High intensity training

1. List the following four schematic diagrams for reference.

2. Solution: (1)

Method 1: ∠ b = 90, the centerline EF, as shown in Figure 2- 1.

Method 2: AB = AC, midline (or high) AD, as shown in Figure 2-2.

⑵

AB = 2bc (or ∠ C = 90, ∠ A = 30), and the centerline EF, as shown in Figure 3.

⑶

Method 1: ∠ B = 90 and AB = 2bc, and the centerline EF, as shown in Figure 4- 1.
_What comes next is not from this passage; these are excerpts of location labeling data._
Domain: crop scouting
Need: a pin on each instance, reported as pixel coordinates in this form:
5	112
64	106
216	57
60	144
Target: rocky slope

Method 2: AB = AC and ∠ AB=AC = 90, with median (or high) AD, as shown in Figure 4-2.

⑷

Method 1: Let ∠ b > ∠ c, take a point D on the side of BC, let ∠ gdb = ∠ b pass through AB to G, let's pass through the midpoint of AC, and let ∠ GD pass through BC to F, then EF is the shear line, as shown in Figure 5- 1.

Method 2: let ∠ b > ∠ c, take the midpoint D and E of AB and AC respectively, the crossing D and E are the vertical lines of BC, G and H are the vertical feet, the intercept HF = GB on HC, and EF is the shear line, as shown in Figure 5-2.

Method 3: Let ∠ b > ∠ c be high AD, intercept DG = DB on DC, connect AG, the midpoint of AC E is EF‖AG, and BC to F, then EF is the shear line, as shown in Figure 5-2.

Example 4

Solution: (1) y =,

...................................................., two points.

When x=60, the maximum value of y =1800; Four points.

(2) passing through the be⊥ad b point of E,CF⊥AD in F,

Let AB=CD=xcm and the trapezoidal area be Scm2, then BC = EF = (120-2x) cm.

AE=DF=x，BE=CF=x

，AD= 120-x，

∴S= x type (240-3x)

When x=40, the maximum value of s = 1200, 7 points.

Maximum value of s > maximum value of y 8 points.

(2) The scheme is correct, with 2 points and 4 points for * * *.

Scheme: ① Regular octagon and a half, ② Regular decagon and a half, ③ Semicircle, etc.